1本目はボールを持った齋藤に引きつけられ、危険なエリアに飛び込む兵藤に付いていく選手がいなかった。遅れて羽生がついていたが体制は十分。完全に崩されていた。
2本目はサイドから入ったボールに全員がボックスの深いところに入り込み、バイタルをがら空きにしてしまい。しっかり待っていた兵藤のミドルシュート。
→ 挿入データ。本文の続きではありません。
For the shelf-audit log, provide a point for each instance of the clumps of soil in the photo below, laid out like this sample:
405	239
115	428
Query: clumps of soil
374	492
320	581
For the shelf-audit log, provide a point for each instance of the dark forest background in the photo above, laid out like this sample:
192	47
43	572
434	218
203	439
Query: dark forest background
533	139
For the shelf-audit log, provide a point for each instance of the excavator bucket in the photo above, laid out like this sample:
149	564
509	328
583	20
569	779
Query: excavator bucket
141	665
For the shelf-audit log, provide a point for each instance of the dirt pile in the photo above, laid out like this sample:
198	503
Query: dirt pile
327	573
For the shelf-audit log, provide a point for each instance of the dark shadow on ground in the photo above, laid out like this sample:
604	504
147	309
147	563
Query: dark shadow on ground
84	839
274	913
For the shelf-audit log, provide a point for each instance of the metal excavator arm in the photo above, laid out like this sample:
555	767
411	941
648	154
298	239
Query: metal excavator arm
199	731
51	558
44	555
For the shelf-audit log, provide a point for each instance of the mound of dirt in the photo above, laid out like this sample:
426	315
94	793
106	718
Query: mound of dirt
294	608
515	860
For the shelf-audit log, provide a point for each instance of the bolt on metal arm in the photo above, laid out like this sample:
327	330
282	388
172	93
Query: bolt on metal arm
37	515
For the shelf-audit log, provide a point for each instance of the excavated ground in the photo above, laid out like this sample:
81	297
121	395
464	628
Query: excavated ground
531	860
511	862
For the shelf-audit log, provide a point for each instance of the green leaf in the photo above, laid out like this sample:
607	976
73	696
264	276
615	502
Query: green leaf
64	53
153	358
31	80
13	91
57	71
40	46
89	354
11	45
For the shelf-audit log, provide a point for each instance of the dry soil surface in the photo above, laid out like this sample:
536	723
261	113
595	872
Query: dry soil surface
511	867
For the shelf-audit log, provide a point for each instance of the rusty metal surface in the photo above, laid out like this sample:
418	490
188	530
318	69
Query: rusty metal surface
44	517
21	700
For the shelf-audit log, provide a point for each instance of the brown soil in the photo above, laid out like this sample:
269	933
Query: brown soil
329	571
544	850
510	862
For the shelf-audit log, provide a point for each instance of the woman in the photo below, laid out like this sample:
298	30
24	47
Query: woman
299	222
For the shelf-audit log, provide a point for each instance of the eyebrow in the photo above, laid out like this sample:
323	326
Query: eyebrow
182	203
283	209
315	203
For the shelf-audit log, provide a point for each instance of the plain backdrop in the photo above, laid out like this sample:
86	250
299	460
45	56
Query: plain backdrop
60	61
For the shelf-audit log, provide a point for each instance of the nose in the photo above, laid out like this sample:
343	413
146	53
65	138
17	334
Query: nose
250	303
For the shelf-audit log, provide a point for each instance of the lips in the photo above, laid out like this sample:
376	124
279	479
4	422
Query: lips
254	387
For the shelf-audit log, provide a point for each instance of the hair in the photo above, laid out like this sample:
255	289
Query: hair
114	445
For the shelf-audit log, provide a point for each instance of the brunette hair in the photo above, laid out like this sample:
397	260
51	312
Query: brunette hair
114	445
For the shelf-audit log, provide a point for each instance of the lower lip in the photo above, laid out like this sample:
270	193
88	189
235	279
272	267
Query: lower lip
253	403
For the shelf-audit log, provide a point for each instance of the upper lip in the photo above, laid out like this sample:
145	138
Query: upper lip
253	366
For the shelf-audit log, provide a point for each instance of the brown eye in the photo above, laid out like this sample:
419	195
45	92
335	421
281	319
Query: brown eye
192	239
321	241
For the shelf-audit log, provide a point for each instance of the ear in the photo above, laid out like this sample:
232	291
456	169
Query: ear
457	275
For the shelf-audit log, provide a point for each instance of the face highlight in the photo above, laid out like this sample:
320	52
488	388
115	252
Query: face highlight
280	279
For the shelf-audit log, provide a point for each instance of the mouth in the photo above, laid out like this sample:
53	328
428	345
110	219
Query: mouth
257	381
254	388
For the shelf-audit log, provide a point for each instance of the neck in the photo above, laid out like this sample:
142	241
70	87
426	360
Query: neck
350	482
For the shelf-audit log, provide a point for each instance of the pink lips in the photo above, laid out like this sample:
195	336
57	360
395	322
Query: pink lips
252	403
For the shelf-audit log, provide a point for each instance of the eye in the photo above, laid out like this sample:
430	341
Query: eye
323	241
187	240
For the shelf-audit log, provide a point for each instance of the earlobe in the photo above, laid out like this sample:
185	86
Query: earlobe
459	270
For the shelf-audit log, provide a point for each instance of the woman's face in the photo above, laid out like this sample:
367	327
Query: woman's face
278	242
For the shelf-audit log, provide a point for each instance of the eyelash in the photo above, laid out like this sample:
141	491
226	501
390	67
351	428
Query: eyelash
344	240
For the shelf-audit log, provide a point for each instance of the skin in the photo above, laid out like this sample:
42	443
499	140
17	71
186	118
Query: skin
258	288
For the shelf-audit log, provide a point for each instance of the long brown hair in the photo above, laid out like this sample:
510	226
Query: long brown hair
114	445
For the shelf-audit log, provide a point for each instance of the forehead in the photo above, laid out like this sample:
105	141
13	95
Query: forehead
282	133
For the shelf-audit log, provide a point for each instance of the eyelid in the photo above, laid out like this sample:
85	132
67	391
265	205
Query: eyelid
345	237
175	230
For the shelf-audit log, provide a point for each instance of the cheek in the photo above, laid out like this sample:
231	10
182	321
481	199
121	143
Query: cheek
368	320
守備陣が後手を踏んで、完全にやられてしまった2つのシーンを冷静に、涼しい顔してセーブをしてみせた、守護神がこのゲームを0で抑えた一番の功労者なのは間違いない。
同時に後半は守備陣にばたつきが見えた。前半のクオリティをどこまで続けられるかも勝つための大事なファクターだ。
東の持つ攻撃へのスイッチ
東慶吾がピッチに入ってから、雰囲気が攻撃に傾き始めた印象がある。前節も1点目の起点を作るクロスを上げたが、この試合でも左右に顔を出し、様々な空いたエリアを使いはじめ、少し自分でボールを運んでみるといった、スタメンの選手がしなかったゴールへのアプローチを試みていた。定位置に拘らず自由に動き、突破の機を伺う彼を捉えるのは、疲れてきた後半を迎えたDFには、厄介な存在だろう。そして何よりこの人は2トップを見ているなという印象がある。トラップからルックアップして最初に見るのは2トップ。まずは2人を見て、タイミングが違うなら作り直す。そういうプレーが見えた。まだラストに繋がるプレーへの精度には信頼しきれないというのが多くのサポーターの見方だが、2トップを活かす術を一番持っているのは案外、彼なのかもしれない。
ハリルホジッチが来てフォーカスされた「つまらなさ」
J初視察のハリルホジッチ日本代表新監督が、このゲームに対して辛口なコメントを残したことで、このゲームの「つまらなさ」を多くのメディアが一斉にフォーカスした。
ただ、このゲームでたとえば(スポーツにたらればがないのは重々承知だが)武藤のヘッドが決まって1-0で勝っていれば、
たとえ90分のほとんどが客観的につまらなかったとしても、東京陣営としてみれば「ウノゼロ」という「マッシモ東京」らしさで勝ったと最高な試合だと称えただろう。
守備に神経を使い、無失点で終えたことは、合格点に足をかけていたことを示していること。少しの運と、メンタルが出せればというところだった。権田の好セーブもあり、勝てる流れを作っていたがゆえに勝てなかったことは悔しいが、このチームのベースはいかんなく見せた。
本当にこの試合はつまらなかったのか?私は、この試合に無念さは感じるけれど、つまらなかったわけではない。ここぞとばかりに記事が飛んだこの状況に違和を感じたわけである。